Optimisation problems occur extensively thorughout engineering, machine learning and mathematical modelling. In some cases, querying the objective function is very expensive, most commonly becuase it takes a long time to evaluate. For example, the problem might be to optimize the shape of a wind turbine blade, where in order to evaluate a candidate design we need to run a slow computational fluid dynamics simulation. Many other applications exist however, ranging from tuning hyper-parameters in a neural network to recommending wet lab experiements for a pharmaceutical process. Bayesian optimisation is a global optimisation method which attempts to be as a sample efficient as possible duing the optmisation process.
A further consideration in engineering design is that of the robustness. Products must be deployed into environments where the conditions are unknown and/or subject to change. Iin the case of a wind turbine, the wind speed and direction can change throughout the day and can be gusty. rather than building a static design to suit all environments, 'active robustness' refers to the ability of a design to react to changes in it's environment.
In this project, we propose to apply Bayesian optimisation methods to speed up the process of finding optimal designs which can react to their current anvirenmental conditions. In a standard robust Bayesain optimisation problem we seek to optimise the performance of a design over a range of environmental conditions, for example by taking expectation over these conditions or considering a worst case outcome.
The aims and objectives of the research
1.Develop Bayesian optimisation methodology to aid and speed up the design of actively robust products.
2.test the methodology on standard benchmark problems and real-world design problems.
3. Demonstrate the applicability of the methodology to real-world design problems provided by the external partner.
The novelty of the research methodology
Bayesian optimisation has not yet been applied to the problem of active robustness.

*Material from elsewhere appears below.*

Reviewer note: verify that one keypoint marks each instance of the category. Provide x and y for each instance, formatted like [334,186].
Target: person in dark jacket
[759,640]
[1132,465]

Over the course of the PhD we will develop novel surrogate models, acquisition functions and optimisation strategies to select experiments which reveal as much information as possible ablout the optimal actively robust design.
The potential impact, applications and benefts
It is possible that the xternal partner, GE, will integrate our methodology into their in-house optimisation toolkit. This is used by many teams across GE, so our research has the potential to impact many projects.
How the research relates to the remit
The research falls into the EPSRC themes of engineering design and artificial intelligence technologies, with potential links to control engineering and operations research depending on the direction taken. The application to power systmes through GE also relates the project to the themes of energy and wind power.